The Mast-Head: The Joy of Puttering
With slightly warmer days, I have made it back into the woodshop after a long hiatus from sawdust and my tools.
It is a mess in there; part of the barn in which the shop is housed was dismantled last year to be recently reassembled at the Mulford Farm. All sorts of items too interesting or nostalgic to take to the dump ended up on the workbench. One of my iceboats rests on an old golf cart that I used to use as the base for parade floats. A friend’s surfboard, which I promised to repair back in October, awaits attention on top of an ancient wheelbarrow and a Sears jointer that I picked up at a yard sale years ago.

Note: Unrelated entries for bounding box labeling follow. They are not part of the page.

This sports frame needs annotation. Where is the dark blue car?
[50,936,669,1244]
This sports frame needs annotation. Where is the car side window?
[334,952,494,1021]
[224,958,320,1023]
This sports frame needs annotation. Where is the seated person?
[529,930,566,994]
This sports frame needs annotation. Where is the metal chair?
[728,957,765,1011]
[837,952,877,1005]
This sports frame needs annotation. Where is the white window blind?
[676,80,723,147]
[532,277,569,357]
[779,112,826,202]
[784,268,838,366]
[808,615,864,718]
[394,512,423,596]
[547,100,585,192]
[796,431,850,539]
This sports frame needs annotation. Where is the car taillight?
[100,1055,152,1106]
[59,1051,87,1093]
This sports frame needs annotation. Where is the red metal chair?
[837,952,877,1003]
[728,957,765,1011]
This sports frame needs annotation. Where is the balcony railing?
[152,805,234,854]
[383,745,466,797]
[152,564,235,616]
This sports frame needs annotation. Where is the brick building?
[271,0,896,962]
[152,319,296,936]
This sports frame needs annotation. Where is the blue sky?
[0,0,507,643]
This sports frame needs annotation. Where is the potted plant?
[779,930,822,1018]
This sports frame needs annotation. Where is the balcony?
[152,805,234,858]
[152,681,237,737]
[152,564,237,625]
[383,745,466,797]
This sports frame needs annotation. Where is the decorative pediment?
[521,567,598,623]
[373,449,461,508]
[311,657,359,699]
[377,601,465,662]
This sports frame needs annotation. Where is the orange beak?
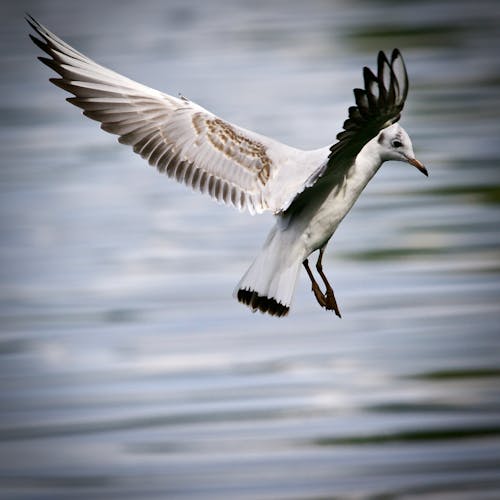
[408,158,429,177]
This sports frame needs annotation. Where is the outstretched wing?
[284,49,408,215]
[27,17,308,213]
[328,49,408,168]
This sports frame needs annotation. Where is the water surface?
[0,0,500,499]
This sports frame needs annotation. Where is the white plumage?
[27,17,427,316]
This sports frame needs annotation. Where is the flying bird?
[27,16,428,317]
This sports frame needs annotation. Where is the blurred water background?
[0,0,500,500]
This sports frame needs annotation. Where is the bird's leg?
[316,247,342,318]
[302,259,326,307]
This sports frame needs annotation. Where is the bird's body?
[28,18,427,316]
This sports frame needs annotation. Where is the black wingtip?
[236,288,290,318]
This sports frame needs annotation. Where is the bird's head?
[377,123,429,176]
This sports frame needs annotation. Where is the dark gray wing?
[328,49,408,167]
[284,49,408,211]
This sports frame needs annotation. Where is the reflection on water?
[0,0,500,499]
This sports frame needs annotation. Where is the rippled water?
[0,0,500,499]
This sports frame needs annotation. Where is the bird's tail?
[234,228,303,316]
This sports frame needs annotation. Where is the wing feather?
[27,17,309,213]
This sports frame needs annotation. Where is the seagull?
[26,15,428,317]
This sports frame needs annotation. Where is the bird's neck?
[344,139,383,203]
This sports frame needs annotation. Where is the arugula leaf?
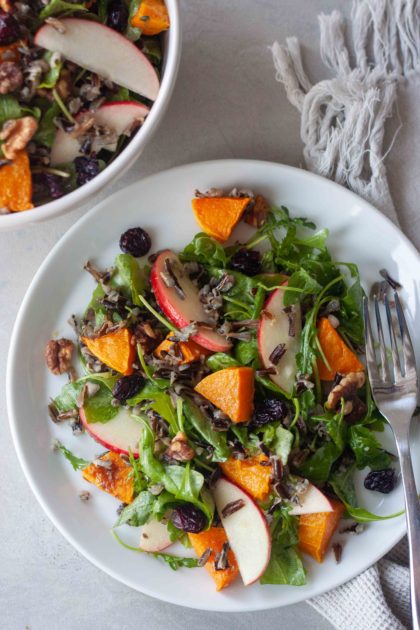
[54,440,90,470]
[0,94,23,126]
[39,51,63,89]
[179,232,227,269]
[349,424,392,470]
[125,0,141,42]
[34,101,60,149]
[114,490,156,527]
[184,398,230,462]
[39,0,87,20]
[299,442,341,483]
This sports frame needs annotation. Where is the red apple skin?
[150,249,232,352]
[79,408,139,459]
[216,477,272,586]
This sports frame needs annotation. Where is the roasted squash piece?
[188,527,239,591]
[318,317,365,381]
[81,328,135,376]
[195,367,254,423]
[82,451,134,503]
[191,197,251,243]
[0,151,34,212]
[131,0,169,35]
[298,500,345,562]
[219,454,271,501]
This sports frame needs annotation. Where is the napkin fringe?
[271,0,420,223]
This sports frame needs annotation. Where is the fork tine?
[363,296,379,383]
[394,292,417,376]
[374,296,391,381]
[384,295,402,383]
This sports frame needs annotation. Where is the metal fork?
[363,292,420,630]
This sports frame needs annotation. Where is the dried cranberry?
[364,468,396,494]
[106,2,128,33]
[112,374,143,403]
[252,398,289,427]
[120,228,152,258]
[230,247,261,276]
[171,503,207,534]
[0,9,20,46]
[74,156,100,186]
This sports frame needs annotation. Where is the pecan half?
[325,372,365,415]
[165,431,195,462]
[44,339,74,374]
[0,61,23,94]
[0,116,38,160]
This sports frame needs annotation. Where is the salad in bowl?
[0,0,170,217]
[45,189,396,590]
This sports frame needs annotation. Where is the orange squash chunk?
[131,0,169,35]
[154,333,211,365]
[195,367,254,423]
[298,500,345,562]
[82,328,135,376]
[191,197,251,243]
[317,317,365,381]
[82,451,134,503]
[219,454,271,501]
[188,527,239,591]
[0,151,34,212]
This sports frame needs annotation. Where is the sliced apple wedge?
[51,101,150,166]
[289,483,334,516]
[150,249,231,352]
[139,519,172,553]
[258,288,302,394]
[35,18,159,101]
[79,407,141,455]
[212,477,271,586]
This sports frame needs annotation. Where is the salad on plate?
[45,189,396,590]
[0,0,169,214]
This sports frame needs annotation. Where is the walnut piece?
[245,195,270,228]
[165,431,195,462]
[0,116,38,160]
[0,61,23,94]
[325,372,365,415]
[44,339,74,374]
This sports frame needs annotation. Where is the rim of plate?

Barns are like that — big spaces that if you are not entirely rigorous get filled to the rafters with one’s own and other people’s things until clean-out seems as daunting as crossing Antarctica clad only in boxer shorts and carrying a toothbrush.
Though there is hope. I got my hands back into some sawdust and cedar shavings while building a wooden longboard at Grain Surfboards in Amagansett in the waning days of winter. And, for me, once I get a whiff of freshly cut wood, I am like a fly on, well, never mind.
So back into the woodshop I went, scrabbling off a little space to cut the end off a long fir plank and beginning to pick up the floor and move things around so I could get some work going. Then it all took a detour.
I had spotted an ad. Someone was selling a ridiculously appealing stack of old audio components for $100. My old Realistic stereo just did not have the oomph to fill the cavernous shop. It would be just the thing.
Several days later, I was still fiddling around with the connections on the new gear, brushing away the cobwebs to plug it in and trying and failing to get an FM antenna to work. Finally, I got some music out of it. Then, as I waited for the surfboard patch to set, I leaned back and reflected on the simple joy of puttering.